Signe : tout vête­ment est un signe. Tout vête­ment est un « eikon », autre­ment dit un mode d’apparition du non repré­sen­table. Le pseu­do-débat sur le hijab de course ou tout autre signe reli­gieux est radi­ca­le­ment faus­sé par la dégra­da­tion de ce signe en idole, au moins autant par ceux et celles qui crient pour le décrier que par ceux et celles qui l’imposent per­ver­se­ment. Au signe, on ne peut que recon­naitre son indé­ci­da­bi­li­té ; ce qu’il veut dire dépend de ce que peut et veut en dire celle qui en est la por­teuse, mais on ne l’écoute pas, sauf pour la rabais­ser à sa sou­mis­sion, redou­blant cette sou­mis­sion sup­po­sée pour le confort d’une convic­tion non moins reli­gieuse que celle que l’on rejette.

L’idole est le signe sanc­ti­fié, iden­ti­fié à ce qu’il repré­sente. À cet égard, les ico­no­clastes contem­po­rains (par­mi les­quels des laïcs reli­gieux ou des fémi­nistes sans réflexi­vi­té) refusent, comme le fait la plus imbé­cile des reli­gio­si­tés — et bien plus que les femmes qui portent le voile ou auraient vou­lu por­ter le hijab de course —, d’y voir un « sem­blant » témoi­gnant du désir d’un sujet, et veulent de façon for­ce­née en faire un objet, soit Dieu lui-même (qu’on l’appelle Allah ou mar­chan­dise). Les ico­no­clastes sont en fait les plus ido­lâtres des ido­lâtres3. Ils détruisent la sub­jec­ti­vi­té, au nom de l’objectivité qui les aveugle. Les femmes que je connais, qui portent le voile, qui l’ont por­té ou qui se sont deman­dé si elles le por­te­raient, sont des sujets, autre­ment dit des femmes ins­crites dans la dia­lec­tique, pro­pre­ment humaine, de la sujé­tion et de la sub­jec­ti­va­tion. Rabattre sur la sou­mis­sion ce mou­ve­ment entre objet et sujet, c’est ne rien com­prendre au « sem­blant » que consti­tue toute image de soi et à la néces­si­té com­mune de nous don­ner des modes d’apparition. Une telle réduc­tion est le propre de la tyran­nie. Et cette tyran­nie, com­mune aux pôles débi­li­tants du « débat » et au mar­ché qui cherche à en tirer pro­fit, a pour pro­gramme l’anéantissement des sujets dans la jouis­sance d’un pou­voir sur elles. Le hijab de run­ning n’a rien, en soi, de libé­ra­teur. Sa dia­bo­li­sa­tion non plus. Écou­tons les femmes, au lieu de leur jeter notre regard faus­se­ment sécularisé.

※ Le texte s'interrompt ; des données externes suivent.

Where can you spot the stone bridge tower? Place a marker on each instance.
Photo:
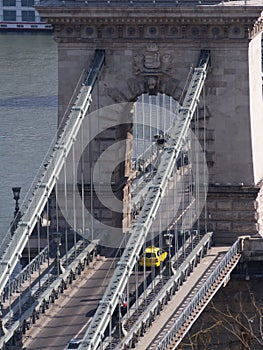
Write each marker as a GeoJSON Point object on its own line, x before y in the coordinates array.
{"type": "Point", "coordinates": [149, 47]}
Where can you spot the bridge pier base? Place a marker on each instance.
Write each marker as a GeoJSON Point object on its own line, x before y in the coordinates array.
{"type": "Point", "coordinates": [231, 212]}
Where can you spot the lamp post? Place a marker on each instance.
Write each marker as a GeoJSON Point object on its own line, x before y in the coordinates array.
{"type": "Point", "coordinates": [58, 268]}
{"type": "Point", "coordinates": [17, 214]}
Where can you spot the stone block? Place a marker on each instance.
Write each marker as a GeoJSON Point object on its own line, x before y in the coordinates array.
{"type": "Point", "coordinates": [224, 205]}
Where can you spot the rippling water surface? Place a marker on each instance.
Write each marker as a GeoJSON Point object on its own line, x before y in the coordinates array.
{"type": "Point", "coordinates": [28, 113]}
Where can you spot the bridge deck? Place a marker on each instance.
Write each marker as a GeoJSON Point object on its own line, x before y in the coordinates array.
{"type": "Point", "coordinates": [201, 272]}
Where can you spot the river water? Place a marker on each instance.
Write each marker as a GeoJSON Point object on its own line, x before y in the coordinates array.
{"type": "Point", "coordinates": [28, 113]}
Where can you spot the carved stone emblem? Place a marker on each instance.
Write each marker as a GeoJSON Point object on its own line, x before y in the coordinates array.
{"type": "Point", "coordinates": [152, 57]}
{"type": "Point", "coordinates": [152, 61]}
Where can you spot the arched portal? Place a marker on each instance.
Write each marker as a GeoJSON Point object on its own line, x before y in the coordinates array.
{"type": "Point", "coordinates": [150, 48]}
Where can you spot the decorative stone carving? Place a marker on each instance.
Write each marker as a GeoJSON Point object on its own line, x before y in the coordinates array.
{"type": "Point", "coordinates": [135, 86]}
{"type": "Point", "coordinates": [152, 57]}
{"type": "Point", "coordinates": [152, 61]}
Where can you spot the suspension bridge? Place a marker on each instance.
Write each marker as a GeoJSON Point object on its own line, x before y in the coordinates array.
{"type": "Point", "coordinates": [116, 181]}
{"type": "Point", "coordinates": [17, 316]}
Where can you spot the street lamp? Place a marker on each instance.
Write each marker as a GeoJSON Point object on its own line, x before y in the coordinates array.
{"type": "Point", "coordinates": [17, 214]}
{"type": "Point", "coordinates": [58, 268]}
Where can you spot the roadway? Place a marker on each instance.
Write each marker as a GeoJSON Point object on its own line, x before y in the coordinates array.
{"type": "Point", "coordinates": [71, 314]}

  1. Par­mi tant d’autres, voi­ci une source dédiée à la des­crip­tion et à l’illustration de l’affaire du hijab de run­ning de Décath­lon.

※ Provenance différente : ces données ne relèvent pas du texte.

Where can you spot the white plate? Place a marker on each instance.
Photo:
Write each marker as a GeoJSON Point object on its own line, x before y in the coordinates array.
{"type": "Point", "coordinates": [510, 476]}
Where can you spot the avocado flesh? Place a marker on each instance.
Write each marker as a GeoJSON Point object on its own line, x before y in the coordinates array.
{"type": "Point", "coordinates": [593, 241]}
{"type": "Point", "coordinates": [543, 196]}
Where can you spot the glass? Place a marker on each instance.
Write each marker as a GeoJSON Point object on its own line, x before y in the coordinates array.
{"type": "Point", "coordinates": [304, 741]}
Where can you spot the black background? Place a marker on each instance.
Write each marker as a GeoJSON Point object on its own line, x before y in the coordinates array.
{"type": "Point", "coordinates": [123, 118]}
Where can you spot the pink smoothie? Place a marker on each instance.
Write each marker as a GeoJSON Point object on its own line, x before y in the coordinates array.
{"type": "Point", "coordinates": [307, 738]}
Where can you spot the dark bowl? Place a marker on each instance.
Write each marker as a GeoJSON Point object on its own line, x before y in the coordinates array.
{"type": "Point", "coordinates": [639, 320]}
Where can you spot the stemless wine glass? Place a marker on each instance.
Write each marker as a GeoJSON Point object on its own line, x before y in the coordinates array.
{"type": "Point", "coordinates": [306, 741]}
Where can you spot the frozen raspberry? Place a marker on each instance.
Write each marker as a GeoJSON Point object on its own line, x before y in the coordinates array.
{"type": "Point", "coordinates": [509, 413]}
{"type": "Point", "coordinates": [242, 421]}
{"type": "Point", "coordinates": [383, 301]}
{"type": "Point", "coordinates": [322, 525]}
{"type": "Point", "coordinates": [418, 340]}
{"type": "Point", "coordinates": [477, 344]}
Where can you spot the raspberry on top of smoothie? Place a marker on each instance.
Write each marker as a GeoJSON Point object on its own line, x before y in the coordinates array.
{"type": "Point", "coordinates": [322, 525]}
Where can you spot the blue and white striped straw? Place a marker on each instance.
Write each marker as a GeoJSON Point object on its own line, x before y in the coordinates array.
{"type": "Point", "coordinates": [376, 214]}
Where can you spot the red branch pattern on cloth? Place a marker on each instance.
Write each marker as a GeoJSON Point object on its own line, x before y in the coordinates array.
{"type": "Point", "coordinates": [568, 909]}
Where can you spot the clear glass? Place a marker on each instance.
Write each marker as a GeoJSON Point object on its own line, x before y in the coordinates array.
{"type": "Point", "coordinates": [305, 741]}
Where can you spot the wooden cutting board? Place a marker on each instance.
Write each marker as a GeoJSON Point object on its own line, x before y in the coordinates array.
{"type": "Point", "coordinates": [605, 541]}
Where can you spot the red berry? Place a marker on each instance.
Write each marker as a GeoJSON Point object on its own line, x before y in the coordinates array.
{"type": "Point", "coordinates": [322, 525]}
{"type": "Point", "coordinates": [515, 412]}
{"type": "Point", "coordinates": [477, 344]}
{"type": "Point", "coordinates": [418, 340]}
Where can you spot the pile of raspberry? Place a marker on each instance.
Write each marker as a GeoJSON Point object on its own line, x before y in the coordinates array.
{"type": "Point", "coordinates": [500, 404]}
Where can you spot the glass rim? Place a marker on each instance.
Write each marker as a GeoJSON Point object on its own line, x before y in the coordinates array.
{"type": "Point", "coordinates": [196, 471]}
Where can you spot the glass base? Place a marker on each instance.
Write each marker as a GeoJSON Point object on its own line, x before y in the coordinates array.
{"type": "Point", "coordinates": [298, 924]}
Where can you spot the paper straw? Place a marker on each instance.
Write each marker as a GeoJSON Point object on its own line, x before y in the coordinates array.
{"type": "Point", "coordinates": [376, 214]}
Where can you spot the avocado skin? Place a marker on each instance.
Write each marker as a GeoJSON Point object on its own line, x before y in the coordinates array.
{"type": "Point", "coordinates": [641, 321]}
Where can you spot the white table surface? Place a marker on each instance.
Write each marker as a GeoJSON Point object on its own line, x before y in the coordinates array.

  2. La course à l’échalote est évi­dem­ment tri­bu­taire des réac­tions isla­mo­phobes (« répu­bli­caines », par­don) aux­quelles le pro­jet mar­chand de Décath­lon a été confron­té, mais aus­si de réac­tions appa­rem­ment plus froides et plus propres comme celle de Nadia Geerts, publiée dans La Libre Bel­gique (27 février 2019) sous le titre « Les des­sous du hijab de run­ning ». Mon texte ne vise aucu­ne­ment à répondre à ces réactions.
  3. Voir à ce sujet Mond­zain M.-J., Image, Icône, Éco­no­mie. Les sources byzan­tines de l’imaginaire contem­po­rain, Paris, Seuil, 1996 et Le com­merce des regards, Paris, Seuil, 2003.